The actual instructions

Part 1: Defining paths you will need for the homework

In the Homework 7 template, you will see a chunk at the top whose name is paths_and_data. Here, you should do FOUR things (two of which are done for you) -

Define a path to the directory /cloud/project/homeworks/figures/. Your code should incorporate the functions here::here() and file.path().
Define a path to the directory /cloud/project/homeworks/datasets/. Your code should incorporate the functions here::here() and file.path().
Read in the coffee_ratings dataset directly from the URL where it lives on the internet (not from the file). This is done for you! Pretty convenient!
Since we know there is an error in this dataset where 1 row has a point score of 0, let’s remove it before proceeding. This is also done for you! Pretty convenient! You should use this tibble, clean_coffee_ratings, for the whole homework. Feel free to change the variable name if you like as long as it remains informative and not the same as the raw data coffee_ratings.

Part 2: Questions

All code should be formatted as pipelines with %>%!! This is REQUIRED. In addition, you should always pipe data into ggplot() when plotting. In other words…

# NO!!
ggplot(coffee_ratings) + ...

# YES!
coffee_ratings %>%
  ggplot() + ...
  ...

You can style your plots however you want as long as you ensure professional labeling!!

In addition, you must create your own Rmarkdown organization!! For each question, you should create a level-4 header with the question number and named code chunk without spaces to provide the answer in. Make sure to knit frequently to make sure the format is as you intend! Question 1’s formatting is started for you.

Use summarize() to calculate the average flavor score (column flavor) for all coffees. Your code should yield a tibble with a column called mean_flavor giving this information.
- Hint: use the dplyr function summarize().
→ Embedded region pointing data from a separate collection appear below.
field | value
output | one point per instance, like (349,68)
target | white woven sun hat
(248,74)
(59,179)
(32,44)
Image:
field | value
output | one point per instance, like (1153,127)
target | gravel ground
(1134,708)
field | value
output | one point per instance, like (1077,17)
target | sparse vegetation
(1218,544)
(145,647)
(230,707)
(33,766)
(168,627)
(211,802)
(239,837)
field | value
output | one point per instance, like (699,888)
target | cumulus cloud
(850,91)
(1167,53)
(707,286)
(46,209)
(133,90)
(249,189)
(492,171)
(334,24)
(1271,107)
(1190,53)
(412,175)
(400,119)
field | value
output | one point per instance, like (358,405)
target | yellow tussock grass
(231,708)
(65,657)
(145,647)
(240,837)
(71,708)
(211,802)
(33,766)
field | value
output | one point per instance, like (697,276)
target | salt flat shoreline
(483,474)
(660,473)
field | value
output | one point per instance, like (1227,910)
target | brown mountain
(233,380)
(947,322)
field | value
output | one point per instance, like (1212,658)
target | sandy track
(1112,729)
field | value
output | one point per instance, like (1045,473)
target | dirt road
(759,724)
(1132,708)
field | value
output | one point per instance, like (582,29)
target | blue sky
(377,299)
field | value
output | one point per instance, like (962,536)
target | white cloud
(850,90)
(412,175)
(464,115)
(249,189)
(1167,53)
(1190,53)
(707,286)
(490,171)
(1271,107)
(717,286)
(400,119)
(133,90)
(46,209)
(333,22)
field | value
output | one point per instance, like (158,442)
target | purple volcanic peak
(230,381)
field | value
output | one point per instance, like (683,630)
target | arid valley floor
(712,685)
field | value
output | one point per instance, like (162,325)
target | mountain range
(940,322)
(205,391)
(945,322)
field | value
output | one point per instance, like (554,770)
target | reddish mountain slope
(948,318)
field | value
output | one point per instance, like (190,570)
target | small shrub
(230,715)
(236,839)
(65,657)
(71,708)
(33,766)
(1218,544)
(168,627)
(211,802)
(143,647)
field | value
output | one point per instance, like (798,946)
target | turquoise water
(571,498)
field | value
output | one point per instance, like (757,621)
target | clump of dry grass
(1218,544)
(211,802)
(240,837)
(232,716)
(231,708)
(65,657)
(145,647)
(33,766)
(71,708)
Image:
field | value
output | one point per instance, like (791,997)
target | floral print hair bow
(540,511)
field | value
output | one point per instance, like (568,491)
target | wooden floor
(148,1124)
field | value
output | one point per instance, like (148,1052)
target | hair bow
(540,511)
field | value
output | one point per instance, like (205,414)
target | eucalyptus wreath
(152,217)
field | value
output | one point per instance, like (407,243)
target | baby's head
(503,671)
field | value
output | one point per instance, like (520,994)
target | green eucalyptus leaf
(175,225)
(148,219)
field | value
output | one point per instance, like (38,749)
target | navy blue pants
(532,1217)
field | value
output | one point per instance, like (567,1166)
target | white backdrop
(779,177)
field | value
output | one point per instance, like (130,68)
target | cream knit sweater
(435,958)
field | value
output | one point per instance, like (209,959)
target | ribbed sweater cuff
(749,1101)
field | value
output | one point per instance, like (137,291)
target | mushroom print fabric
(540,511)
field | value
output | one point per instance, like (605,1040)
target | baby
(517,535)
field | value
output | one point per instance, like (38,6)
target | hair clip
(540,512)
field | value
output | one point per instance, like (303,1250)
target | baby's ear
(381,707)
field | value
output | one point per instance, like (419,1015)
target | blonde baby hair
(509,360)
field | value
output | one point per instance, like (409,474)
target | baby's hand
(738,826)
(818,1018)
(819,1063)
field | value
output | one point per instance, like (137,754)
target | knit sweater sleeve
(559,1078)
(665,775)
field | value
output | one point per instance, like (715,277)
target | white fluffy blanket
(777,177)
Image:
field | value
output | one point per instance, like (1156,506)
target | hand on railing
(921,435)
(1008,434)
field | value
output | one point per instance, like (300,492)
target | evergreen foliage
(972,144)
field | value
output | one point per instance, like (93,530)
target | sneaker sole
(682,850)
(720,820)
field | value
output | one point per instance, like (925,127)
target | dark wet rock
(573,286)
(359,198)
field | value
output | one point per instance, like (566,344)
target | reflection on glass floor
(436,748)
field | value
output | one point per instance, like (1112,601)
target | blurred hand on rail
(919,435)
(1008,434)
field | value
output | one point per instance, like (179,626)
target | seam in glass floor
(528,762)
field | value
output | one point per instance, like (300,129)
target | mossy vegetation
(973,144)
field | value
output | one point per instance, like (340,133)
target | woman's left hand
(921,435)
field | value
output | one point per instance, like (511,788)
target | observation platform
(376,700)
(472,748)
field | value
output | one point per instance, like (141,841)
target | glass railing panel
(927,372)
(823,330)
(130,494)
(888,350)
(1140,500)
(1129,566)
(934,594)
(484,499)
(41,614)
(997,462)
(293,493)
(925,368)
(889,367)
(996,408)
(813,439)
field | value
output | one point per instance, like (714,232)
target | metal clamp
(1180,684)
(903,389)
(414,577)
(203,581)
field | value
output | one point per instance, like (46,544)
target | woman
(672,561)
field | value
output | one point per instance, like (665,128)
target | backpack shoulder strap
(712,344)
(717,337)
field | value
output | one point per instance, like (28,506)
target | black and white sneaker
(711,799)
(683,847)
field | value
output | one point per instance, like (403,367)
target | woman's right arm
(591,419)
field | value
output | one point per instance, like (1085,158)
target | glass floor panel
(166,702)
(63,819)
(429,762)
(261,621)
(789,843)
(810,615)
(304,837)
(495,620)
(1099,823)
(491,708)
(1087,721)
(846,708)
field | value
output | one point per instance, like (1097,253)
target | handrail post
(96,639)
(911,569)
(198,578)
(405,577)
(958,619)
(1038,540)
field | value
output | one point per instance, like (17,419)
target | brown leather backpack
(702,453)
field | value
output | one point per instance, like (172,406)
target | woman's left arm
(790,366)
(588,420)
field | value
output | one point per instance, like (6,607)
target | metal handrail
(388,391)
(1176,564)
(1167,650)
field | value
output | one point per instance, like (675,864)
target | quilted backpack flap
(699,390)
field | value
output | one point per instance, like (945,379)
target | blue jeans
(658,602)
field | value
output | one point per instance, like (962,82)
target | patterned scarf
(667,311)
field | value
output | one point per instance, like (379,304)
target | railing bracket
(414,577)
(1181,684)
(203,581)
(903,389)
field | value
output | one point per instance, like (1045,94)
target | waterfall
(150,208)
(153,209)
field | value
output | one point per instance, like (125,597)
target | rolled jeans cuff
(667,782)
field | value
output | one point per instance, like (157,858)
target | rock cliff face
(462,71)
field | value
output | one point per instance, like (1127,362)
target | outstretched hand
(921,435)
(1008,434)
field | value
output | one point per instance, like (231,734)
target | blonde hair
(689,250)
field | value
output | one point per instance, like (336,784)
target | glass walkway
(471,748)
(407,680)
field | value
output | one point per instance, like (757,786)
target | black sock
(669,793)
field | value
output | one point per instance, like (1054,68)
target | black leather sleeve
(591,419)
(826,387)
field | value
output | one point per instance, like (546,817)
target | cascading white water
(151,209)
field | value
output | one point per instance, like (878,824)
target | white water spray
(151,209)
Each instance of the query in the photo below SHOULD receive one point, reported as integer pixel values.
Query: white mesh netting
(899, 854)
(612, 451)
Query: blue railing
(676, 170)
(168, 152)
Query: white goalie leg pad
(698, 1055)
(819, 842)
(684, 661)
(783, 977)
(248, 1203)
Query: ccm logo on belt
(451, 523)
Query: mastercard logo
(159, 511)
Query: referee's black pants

Modify your code from the previous question to instead calculate the mean flavor of each variety (column variety) separately. Your code should yield a tibble with only these two columns: variety and mean_flavor.
- Hint: use the dplyr function group_by() before using summarize().

Modify your code from the previous question to again calculate mean flavors across varieties, but now arrange the final tibble in ascending order of mean flavor.
- Hint: include the dplyr function arrange().

Yet again, modify your code from the previous question to again calculate mean flavors across varieties where the final output is arranged in order of mean_flavor. But this time, only calculate for varieties grown in Mexico that are not NA. Save the resulting tibble to a new variable called mexico_mean_flavor, and print the tibble out.
- Hint: you will need to use filter() somewhere in this pipeline! You’ll need to carefully consider where in the order of your pipeline the filtering should go - there’s only one place it “can” go for the code to work!
- Another hint: You’ll need to remove NA values at some point as well with drop_na(), but you only want to remove rows where the variety is not known to avoid losing too much information.
- Final hint: If done correctly, the resulting tibble will have ten rows.

Using the mexico_mean_flavor tibble you created in the previous question, make a bar plot of mean flavor across variety. Each bar’s height should be the mean flavor of the given Mexican coffee variety. More instructions…
- Remember that there are two functions in ggplot2 for barplots: geom_bar() which counts rows of a categorical variable, and geom_col() which plots bars of a specific height mapped to a variable - literal bars, no counting!. Only one of those is suitable for use here!
- Again, you can style the plot any way you like as long as the plot adheres to best practices, including professional labeling without underscores.
- For some bonus points, make a horizontal barplot instead of a vertical one.
- For even more bonus points, learn and use the fct_reorder() (get_help("fct_reorder")) function as part of your code so the bars are automatically arranged in order of mean flavor.
- You must save the plot to a variable, reveal the plot in the Rmarkdown, AND save it to a file. The final file should be inside the /cloud/projects/homeworks/figures directory and saved as hw7_yourlastname_question5.png (i.e. mine would be hw7_spielman_question5.png). To make this happen, you’ll need to specify an argument to ggsave() with the path to the file. You MUST USE the previously defined variable path_to_figures and the function file.path(). in your code. In addition, ensure the figure is saved at a reasonable aspect ratio by specifying width and height arguments when using ggsave(). The defaults are not reliable.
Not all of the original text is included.